Today is March 29, 2021.

On December 23, 2020, the California Department of Public Health (CDPH) sent a “Dear Colleague” letter because of the increasing reports of disseminated gonococcal infections (DGI). Today, we want to share with you parts of that letter. 

CDPH is working with local health departments to investigate these cases of DGI, where some patients have experienced homelessness or using illicit drugs, particularly methamphetamine. The CDC noted a similar increase in cases in Michigan in late 2019.
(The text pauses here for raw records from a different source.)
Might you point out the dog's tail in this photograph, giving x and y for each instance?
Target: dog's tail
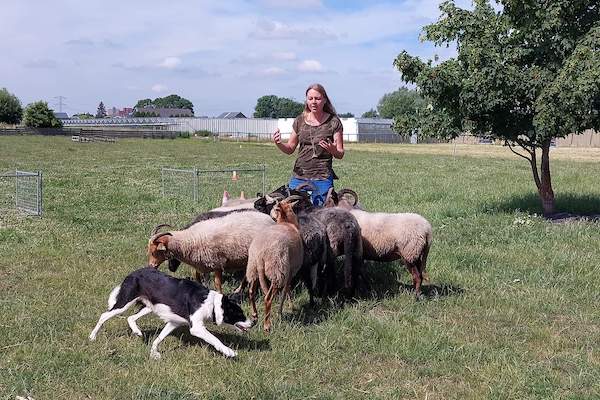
(112, 298)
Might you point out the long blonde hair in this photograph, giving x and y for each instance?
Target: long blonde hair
(328, 107)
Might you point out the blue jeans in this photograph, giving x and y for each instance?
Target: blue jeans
(319, 193)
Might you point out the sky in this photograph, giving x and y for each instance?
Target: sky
(221, 55)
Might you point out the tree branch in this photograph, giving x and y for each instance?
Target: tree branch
(517, 153)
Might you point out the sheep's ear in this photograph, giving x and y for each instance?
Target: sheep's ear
(236, 297)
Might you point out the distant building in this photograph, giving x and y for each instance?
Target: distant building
(165, 112)
(231, 115)
(61, 115)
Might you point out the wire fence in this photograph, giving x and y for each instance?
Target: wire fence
(206, 186)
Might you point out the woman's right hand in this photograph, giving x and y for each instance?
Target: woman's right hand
(277, 136)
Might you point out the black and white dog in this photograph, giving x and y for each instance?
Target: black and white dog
(177, 302)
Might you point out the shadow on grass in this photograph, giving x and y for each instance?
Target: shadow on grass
(385, 281)
(236, 340)
(567, 205)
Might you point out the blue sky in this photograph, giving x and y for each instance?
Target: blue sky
(221, 55)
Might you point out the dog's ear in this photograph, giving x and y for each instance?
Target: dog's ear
(236, 297)
(174, 264)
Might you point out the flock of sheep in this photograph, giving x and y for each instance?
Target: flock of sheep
(279, 236)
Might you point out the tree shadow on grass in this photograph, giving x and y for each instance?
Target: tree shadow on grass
(387, 280)
(569, 206)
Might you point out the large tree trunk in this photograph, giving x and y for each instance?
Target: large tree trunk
(545, 186)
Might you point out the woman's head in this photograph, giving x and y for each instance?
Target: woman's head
(317, 99)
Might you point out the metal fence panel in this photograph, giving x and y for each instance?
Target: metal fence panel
(28, 192)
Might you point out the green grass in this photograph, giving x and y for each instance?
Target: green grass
(515, 315)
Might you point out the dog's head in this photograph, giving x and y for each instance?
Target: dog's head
(232, 314)
(158, 249)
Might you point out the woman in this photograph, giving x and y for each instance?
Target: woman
(319, 132)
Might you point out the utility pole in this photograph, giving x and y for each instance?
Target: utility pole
(60, 102)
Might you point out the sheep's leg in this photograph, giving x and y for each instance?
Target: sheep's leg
(218, 280)
(268, 302)
(200, 276)
(242, 286)
(416, 274)
(252, 295)
(286, 294)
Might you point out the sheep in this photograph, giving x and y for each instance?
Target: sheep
(211, 245)
(275, 255)
(228, 204)
(392, 236)
(314, 239)
(343, 234)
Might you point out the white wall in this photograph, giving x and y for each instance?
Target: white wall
(350, 128)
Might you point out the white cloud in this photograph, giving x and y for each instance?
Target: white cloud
(170, 62)
(298, 4)
(273, 71)
(267, 29)
(310, 66)
(158, 88)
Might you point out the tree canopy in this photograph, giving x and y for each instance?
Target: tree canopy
(271, 106)
(38, 115)
(524, 75)
(171, 101)
(101, 111)
(11, 111)
(370, 114)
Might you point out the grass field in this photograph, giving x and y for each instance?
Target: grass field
(512, 311)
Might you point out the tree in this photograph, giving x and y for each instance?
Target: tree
(370, 114)
(101, 112)
(524, 75)
(143, 103)
(271, 106)
(171, 101)
(38, 115)
(11, 111)
(401, 102)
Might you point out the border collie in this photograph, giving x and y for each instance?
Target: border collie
(177, 302)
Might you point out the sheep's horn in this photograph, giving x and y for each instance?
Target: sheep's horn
(159, 235)
(351, 192)
(277, 196)
(157, 228)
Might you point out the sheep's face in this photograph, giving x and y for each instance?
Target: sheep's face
(158, 249)
(283, 211)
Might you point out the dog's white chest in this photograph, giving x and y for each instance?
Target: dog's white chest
(164, 312)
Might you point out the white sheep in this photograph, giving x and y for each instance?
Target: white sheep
(212, 245)
(276, 255)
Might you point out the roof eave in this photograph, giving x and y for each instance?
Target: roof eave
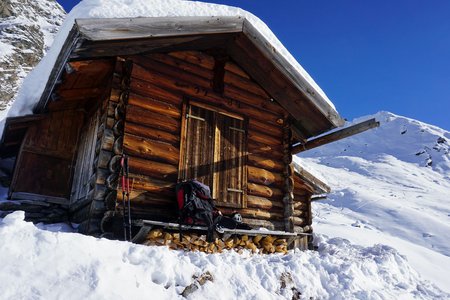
(162, 27)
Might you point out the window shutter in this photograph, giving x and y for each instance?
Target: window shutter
(230, 158)
(215, 154)
(199, 148)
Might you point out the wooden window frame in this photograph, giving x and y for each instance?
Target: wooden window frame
(183, 151)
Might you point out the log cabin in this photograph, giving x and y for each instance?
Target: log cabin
(208, 98)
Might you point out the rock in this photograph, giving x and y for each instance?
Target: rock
(199, 281)
(27, 30)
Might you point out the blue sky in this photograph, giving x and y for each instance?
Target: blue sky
(367, 55)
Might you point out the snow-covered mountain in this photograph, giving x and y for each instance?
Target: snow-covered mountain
(27, 28)
(391, 185)
(382, 234)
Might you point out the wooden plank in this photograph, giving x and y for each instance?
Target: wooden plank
(152, 133)
(278, 86)
(111, 48)
(68, 46)
(275, 214)
(153, 105)
(151, 168)
(139, 28)
(310, 182)
(264, 177)
(195, 57)
(261, 149)
(265, 163)
(204, 94)
(263, 191)
(226, 230)
(137, 115)
(263, 203)
(147, 89)
(336, 135)
(245, 84)
(150, 149)
(269, 129)
(194, 68)
(260, 137)
(234, 68)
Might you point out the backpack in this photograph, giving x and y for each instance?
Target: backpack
(195, 206)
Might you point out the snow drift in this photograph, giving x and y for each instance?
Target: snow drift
(390, 185)
(40, 264)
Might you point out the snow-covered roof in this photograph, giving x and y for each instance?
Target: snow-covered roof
(38, 80)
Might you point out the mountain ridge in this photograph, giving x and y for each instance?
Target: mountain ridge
(27, 31)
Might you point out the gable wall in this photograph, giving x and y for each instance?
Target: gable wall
(159, 84)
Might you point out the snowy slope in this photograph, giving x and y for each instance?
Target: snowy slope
(39, 264)
(36, 81)
(387, 222)
(27, 29)
(391, 185)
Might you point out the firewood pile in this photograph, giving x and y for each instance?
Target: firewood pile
(196, 242)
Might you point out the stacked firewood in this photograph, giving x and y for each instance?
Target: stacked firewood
(195, 242)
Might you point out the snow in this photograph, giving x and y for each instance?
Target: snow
(41, 264)
(390, 185)
(383, 234)
(34, 84)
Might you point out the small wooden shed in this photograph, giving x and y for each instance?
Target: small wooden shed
(184, 97)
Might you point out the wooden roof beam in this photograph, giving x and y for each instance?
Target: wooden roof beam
(336, 135)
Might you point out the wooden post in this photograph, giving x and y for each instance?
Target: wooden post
(109, 149)
(288, 173)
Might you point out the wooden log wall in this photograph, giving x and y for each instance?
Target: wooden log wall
(101, 203)
(48, 153)
(159, 84)
(302, 213)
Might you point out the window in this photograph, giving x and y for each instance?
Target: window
(214, 152)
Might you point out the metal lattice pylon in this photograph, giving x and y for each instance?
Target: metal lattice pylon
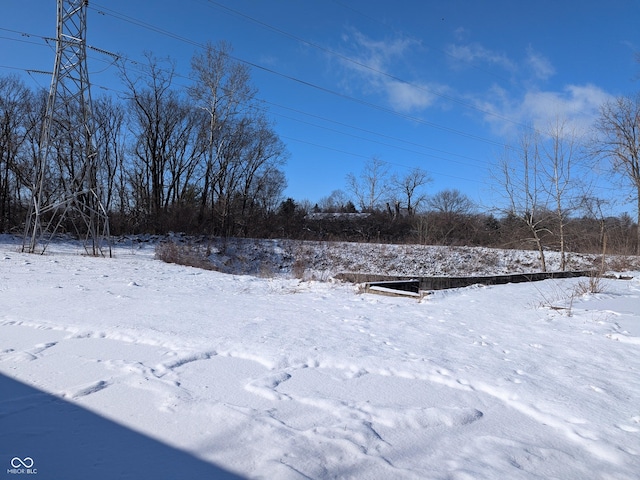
(66, 194)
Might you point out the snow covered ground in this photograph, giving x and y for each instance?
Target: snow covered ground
(133, 368)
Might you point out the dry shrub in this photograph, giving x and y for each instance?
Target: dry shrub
(593, 284)
(189, 255)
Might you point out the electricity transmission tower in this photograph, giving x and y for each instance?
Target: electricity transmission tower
(65, 194)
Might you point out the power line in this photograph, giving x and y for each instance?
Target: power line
(106, 11)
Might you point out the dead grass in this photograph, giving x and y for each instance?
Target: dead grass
(189, 255)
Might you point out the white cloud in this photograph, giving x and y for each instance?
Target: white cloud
(370, 65)
(541, 66)
(406, 98)
(577, 105)
(473, 53)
What is DGI? DGI is an uncommon but severe complication of untreated gonorrhea. DGI occurs when the sexually transmitted pathogen Neisseria gonorrhoeae invades the bloodstream and spreads to distant sites in the body, leading to clinical manifestations such as septic arthritis, polyarthralgia, tenosynovitis, petechial/pustular skin lesions, bacteremia, or, on rare occasions, endocarditis or meningitis. Patients have initially presented with joint pain attributed to another cause, which was only later determined to be due to DGI. 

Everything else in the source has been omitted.